Pericardial fat volume correlates with inflammatory markers: The framingham heart study

Thomas M. Tadros, Joseph M. Massaro, Guido A. Rosito, Udo Hoffmann, Ramachandran S. Vasan, Martin G. Larson, John F. Keaney, Izabella Lipinska, James B. Meigs, Sekar Kathiresan, Christopher J. O'Donnell, Caroline S. Fox, Emelia J. Benjamin

Research output: Contribution to journalArticlepeer-review

70 Scopus citations

Abstract

The objective of this study was to determine whether systemic inflammatory and oxidative stress marker concentrations correlate with pericardial and intrathoracic fat volumes.

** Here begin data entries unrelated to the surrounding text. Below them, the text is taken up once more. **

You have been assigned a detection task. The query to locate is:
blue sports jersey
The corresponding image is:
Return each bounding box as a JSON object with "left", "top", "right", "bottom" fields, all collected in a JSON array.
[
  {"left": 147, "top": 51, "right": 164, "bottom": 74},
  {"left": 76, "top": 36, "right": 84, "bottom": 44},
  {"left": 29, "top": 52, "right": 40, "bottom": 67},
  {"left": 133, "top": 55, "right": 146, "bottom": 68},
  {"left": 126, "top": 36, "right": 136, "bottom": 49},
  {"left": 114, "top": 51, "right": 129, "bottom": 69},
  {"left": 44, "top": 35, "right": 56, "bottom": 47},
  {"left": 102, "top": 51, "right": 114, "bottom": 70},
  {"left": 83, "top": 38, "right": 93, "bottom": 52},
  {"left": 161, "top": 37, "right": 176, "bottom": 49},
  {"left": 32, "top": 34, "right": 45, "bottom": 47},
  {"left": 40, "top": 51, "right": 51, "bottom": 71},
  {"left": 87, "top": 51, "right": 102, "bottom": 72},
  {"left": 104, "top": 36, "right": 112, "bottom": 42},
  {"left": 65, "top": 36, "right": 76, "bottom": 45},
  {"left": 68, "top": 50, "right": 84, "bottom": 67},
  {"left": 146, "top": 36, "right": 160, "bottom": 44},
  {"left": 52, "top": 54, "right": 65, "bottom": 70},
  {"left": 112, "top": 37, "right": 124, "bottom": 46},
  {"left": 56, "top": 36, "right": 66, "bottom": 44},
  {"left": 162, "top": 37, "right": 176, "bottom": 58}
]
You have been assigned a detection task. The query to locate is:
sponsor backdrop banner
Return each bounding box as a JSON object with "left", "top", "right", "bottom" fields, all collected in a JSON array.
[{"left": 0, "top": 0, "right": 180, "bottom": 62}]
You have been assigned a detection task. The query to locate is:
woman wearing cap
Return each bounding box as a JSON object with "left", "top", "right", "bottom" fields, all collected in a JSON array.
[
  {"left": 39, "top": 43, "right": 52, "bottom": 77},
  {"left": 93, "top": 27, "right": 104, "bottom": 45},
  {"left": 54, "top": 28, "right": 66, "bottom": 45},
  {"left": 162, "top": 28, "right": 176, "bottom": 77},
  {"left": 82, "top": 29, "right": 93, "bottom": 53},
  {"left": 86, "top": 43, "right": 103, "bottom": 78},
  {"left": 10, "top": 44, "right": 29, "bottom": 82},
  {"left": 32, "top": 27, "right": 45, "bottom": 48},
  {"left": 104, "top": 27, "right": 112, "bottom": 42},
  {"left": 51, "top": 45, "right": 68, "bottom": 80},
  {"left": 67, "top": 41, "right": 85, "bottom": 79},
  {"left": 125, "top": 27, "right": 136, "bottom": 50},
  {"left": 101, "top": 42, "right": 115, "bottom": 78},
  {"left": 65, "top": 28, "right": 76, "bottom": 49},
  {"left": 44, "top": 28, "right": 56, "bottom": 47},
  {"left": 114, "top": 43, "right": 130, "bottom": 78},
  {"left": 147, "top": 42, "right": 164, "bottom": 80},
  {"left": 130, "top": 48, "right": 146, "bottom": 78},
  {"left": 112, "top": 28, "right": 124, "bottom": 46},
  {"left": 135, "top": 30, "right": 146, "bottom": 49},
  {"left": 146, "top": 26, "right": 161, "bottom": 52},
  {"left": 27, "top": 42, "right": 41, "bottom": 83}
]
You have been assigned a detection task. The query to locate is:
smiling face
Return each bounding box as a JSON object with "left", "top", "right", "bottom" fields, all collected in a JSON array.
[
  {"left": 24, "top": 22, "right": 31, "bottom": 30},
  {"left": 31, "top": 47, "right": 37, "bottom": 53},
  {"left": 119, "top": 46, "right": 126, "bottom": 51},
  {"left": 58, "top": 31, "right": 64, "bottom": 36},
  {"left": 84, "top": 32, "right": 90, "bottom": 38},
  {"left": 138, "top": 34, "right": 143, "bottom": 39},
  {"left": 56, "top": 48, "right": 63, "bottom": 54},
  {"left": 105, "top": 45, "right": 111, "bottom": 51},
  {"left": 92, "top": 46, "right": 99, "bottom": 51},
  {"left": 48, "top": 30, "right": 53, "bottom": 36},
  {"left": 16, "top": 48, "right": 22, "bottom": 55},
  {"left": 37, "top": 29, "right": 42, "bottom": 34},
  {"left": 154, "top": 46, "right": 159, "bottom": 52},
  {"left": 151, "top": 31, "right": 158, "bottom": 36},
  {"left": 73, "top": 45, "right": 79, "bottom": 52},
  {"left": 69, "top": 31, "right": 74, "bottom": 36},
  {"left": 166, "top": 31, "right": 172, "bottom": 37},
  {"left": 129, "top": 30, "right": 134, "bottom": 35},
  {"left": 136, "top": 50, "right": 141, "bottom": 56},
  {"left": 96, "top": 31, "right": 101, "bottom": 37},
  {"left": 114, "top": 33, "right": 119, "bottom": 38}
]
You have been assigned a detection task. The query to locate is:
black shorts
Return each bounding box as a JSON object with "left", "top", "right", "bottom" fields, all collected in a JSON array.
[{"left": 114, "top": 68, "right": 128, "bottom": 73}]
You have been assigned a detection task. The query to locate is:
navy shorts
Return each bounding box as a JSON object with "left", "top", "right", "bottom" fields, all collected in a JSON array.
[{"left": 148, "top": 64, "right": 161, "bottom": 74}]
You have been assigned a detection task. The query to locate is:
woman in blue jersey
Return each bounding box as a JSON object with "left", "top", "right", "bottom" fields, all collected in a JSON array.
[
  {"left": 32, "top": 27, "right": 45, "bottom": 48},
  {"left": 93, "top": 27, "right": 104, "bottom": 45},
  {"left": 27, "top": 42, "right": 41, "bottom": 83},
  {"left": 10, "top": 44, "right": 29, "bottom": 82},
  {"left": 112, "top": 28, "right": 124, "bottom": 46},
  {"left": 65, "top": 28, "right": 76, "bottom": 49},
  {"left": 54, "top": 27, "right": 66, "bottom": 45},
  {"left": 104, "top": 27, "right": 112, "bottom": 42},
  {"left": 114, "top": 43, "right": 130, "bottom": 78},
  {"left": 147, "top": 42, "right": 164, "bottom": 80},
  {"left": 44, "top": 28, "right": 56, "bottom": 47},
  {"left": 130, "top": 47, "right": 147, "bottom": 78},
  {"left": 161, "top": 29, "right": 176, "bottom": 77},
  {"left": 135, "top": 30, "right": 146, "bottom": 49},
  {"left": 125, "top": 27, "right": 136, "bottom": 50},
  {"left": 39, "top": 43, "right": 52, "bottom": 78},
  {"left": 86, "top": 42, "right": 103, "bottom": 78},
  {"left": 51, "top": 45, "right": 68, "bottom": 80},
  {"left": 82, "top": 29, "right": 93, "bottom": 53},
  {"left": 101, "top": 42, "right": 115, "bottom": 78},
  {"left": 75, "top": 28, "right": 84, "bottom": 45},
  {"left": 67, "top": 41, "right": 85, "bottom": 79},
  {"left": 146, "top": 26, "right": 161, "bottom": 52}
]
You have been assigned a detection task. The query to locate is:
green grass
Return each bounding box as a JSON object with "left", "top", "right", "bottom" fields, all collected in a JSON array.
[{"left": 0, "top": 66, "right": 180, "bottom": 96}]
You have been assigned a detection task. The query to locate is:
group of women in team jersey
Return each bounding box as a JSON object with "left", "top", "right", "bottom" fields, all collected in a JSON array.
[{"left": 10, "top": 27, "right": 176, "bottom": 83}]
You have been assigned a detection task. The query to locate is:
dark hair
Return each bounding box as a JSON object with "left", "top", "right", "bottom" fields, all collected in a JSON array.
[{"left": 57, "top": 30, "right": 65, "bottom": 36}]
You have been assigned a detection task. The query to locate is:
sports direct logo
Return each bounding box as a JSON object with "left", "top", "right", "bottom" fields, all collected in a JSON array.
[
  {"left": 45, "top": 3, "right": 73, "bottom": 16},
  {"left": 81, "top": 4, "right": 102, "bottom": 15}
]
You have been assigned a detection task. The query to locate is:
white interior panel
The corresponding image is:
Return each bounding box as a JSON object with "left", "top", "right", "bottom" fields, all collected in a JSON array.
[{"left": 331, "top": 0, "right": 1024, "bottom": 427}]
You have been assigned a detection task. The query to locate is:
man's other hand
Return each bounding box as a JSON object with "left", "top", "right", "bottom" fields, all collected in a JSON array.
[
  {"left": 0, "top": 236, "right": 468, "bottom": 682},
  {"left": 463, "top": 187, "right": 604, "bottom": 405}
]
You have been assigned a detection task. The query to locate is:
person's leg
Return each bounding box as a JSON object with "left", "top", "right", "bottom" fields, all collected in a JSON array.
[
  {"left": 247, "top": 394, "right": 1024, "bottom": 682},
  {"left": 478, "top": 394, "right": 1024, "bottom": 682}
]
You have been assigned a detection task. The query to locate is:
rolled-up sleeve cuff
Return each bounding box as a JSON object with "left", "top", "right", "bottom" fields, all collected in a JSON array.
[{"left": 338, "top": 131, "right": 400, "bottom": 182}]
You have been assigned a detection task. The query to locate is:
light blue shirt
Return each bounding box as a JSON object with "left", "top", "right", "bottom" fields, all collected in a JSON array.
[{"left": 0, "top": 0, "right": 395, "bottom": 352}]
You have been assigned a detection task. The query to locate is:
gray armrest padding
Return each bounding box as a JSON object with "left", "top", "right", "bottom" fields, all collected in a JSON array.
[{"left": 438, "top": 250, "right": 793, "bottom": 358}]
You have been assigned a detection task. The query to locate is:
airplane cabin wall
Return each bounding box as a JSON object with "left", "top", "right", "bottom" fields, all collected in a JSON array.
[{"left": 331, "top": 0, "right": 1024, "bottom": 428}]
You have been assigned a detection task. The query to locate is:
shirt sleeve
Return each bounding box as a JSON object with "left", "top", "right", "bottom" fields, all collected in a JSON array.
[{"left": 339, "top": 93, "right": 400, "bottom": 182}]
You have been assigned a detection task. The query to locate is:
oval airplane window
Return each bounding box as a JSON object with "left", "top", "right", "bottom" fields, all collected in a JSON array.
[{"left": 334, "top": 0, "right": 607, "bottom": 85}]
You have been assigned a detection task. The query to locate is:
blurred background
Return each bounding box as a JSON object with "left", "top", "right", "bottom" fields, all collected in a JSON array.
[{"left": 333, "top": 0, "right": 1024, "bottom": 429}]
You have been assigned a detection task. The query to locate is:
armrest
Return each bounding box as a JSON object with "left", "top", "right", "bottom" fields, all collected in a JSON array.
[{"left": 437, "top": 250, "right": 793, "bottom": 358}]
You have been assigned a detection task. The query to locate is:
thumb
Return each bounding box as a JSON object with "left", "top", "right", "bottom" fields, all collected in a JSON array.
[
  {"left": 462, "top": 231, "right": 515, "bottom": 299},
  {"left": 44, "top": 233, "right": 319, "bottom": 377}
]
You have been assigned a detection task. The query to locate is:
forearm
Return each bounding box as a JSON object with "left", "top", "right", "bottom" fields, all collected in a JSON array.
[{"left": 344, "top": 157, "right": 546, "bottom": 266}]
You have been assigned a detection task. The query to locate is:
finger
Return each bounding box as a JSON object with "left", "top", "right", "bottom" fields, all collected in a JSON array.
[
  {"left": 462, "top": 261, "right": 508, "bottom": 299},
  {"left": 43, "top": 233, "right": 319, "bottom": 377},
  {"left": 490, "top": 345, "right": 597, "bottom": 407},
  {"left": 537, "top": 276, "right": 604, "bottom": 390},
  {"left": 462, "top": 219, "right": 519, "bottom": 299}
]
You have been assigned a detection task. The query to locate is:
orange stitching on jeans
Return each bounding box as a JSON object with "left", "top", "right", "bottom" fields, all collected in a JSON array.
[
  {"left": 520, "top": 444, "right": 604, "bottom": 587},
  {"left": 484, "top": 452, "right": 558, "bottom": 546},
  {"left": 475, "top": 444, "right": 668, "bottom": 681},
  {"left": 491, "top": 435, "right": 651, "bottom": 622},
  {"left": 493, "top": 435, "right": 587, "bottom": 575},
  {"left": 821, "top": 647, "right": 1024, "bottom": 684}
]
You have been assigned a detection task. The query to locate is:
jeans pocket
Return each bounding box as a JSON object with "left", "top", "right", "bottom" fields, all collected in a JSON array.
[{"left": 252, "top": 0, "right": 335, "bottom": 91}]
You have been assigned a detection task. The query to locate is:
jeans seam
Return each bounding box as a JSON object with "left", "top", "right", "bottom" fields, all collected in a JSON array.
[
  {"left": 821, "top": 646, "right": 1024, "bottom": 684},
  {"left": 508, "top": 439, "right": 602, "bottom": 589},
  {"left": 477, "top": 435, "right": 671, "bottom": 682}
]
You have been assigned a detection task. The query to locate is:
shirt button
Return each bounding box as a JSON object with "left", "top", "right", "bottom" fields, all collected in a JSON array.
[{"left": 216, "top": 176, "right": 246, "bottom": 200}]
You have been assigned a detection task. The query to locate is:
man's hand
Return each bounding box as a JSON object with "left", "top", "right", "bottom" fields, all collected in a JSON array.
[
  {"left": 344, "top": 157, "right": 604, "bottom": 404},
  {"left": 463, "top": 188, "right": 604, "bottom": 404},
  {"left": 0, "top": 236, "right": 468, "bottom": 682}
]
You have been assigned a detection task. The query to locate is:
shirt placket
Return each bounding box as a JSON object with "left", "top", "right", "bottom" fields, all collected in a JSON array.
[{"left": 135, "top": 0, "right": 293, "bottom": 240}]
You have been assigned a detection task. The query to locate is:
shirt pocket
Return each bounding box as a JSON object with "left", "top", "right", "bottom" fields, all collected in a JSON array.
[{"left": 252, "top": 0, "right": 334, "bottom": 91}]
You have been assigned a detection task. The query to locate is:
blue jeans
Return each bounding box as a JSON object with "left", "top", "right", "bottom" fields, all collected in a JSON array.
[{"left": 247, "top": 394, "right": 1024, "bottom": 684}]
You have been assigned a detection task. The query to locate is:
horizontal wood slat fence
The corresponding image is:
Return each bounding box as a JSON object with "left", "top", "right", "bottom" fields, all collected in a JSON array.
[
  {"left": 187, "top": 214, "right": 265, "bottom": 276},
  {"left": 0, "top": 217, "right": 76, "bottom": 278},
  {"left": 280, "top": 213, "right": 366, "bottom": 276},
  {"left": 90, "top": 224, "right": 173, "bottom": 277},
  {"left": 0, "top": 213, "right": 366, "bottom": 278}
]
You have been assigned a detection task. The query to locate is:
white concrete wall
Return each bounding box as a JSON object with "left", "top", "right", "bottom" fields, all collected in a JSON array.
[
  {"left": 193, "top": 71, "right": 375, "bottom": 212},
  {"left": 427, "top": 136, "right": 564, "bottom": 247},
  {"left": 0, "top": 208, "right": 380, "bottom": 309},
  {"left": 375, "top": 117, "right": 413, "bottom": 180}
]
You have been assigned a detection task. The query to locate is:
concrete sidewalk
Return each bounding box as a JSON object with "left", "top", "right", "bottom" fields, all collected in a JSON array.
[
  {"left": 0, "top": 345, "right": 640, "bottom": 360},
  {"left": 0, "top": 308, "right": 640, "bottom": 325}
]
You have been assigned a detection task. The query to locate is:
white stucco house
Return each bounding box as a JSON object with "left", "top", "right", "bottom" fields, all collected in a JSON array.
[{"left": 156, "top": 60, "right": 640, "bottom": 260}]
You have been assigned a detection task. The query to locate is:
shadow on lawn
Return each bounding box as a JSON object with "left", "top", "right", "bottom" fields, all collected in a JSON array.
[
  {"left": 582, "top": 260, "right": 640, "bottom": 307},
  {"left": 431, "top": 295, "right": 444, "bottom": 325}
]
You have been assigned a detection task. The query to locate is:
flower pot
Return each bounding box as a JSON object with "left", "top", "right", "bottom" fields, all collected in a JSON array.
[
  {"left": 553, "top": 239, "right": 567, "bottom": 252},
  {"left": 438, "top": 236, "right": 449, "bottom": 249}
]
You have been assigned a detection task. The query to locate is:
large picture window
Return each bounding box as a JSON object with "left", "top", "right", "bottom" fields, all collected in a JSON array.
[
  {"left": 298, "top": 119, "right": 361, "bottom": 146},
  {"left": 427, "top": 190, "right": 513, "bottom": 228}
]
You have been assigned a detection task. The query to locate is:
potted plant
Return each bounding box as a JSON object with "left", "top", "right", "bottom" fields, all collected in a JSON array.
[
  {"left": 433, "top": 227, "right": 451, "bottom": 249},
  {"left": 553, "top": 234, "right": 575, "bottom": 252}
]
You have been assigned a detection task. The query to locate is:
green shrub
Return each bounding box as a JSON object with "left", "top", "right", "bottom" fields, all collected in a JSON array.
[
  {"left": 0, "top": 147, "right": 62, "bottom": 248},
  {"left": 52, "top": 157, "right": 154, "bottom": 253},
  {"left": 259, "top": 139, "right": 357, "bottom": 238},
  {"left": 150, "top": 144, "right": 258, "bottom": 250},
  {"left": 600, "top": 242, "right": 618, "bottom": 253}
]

Participants of the Framingham Offspring Study (n = 1,175, 53% women, mean age 59 ± 9 years) had pericardial and intrathoracic fat volumes assessed by multidetector computed tomography (MDCT) scans, and provided fasting blood and urine samples to measure concentrations of 14 inflammatory markers: C-reactive protein (CRP), interleukin-6, monocyte chemoattractant protein-1 (MCP-1), CD40 ligand, fibrinogen, intracellular adhesion molecule-1, lipoprotein-associated phospholipase A 2 activity and mass, myeloperoxidase, osteoprotegerin, P-selectin, tumor necrosis factor-α, tumor necrosis factor receptor-2, and urinary isoprostanes. Multivariable linear regression models were used to determine the association of log-transformed inflammatory marker concentrations with fat volumes, using fat volume as the dependent variable. Due to smaller sample sizes, models were rerun after adding urinary isoprostanes (n = 961) and tumor necrosis factor-α (n = 813) to the marker panel. Upon backward elimination, four of the biomarkers correlated positively with each fat depot: CRP (P <0.0001 for each fat depot), interleukin-6 (P <0.05 for each fat depot), MCP-1 (P 0.01 for each fat depot), and urinary isoprostanes (P <0.01 for pericardial fat; P 0.001 for intrathoracic fat). Even after adjusting for BMI, waist circumference (WC), and abdominal visceral fat, CRP (P = 0.0001) and urinary isoprostanes (P = 0.02) demonstrated significant positive associations with intrathoracic fat, but not with pericardial fat. Multiple markers of inflammation and oxidative stress correlated with pericardial and intrathoracic fat volumes, extending the known association between regional adiposity and inflammation and oxidative stress.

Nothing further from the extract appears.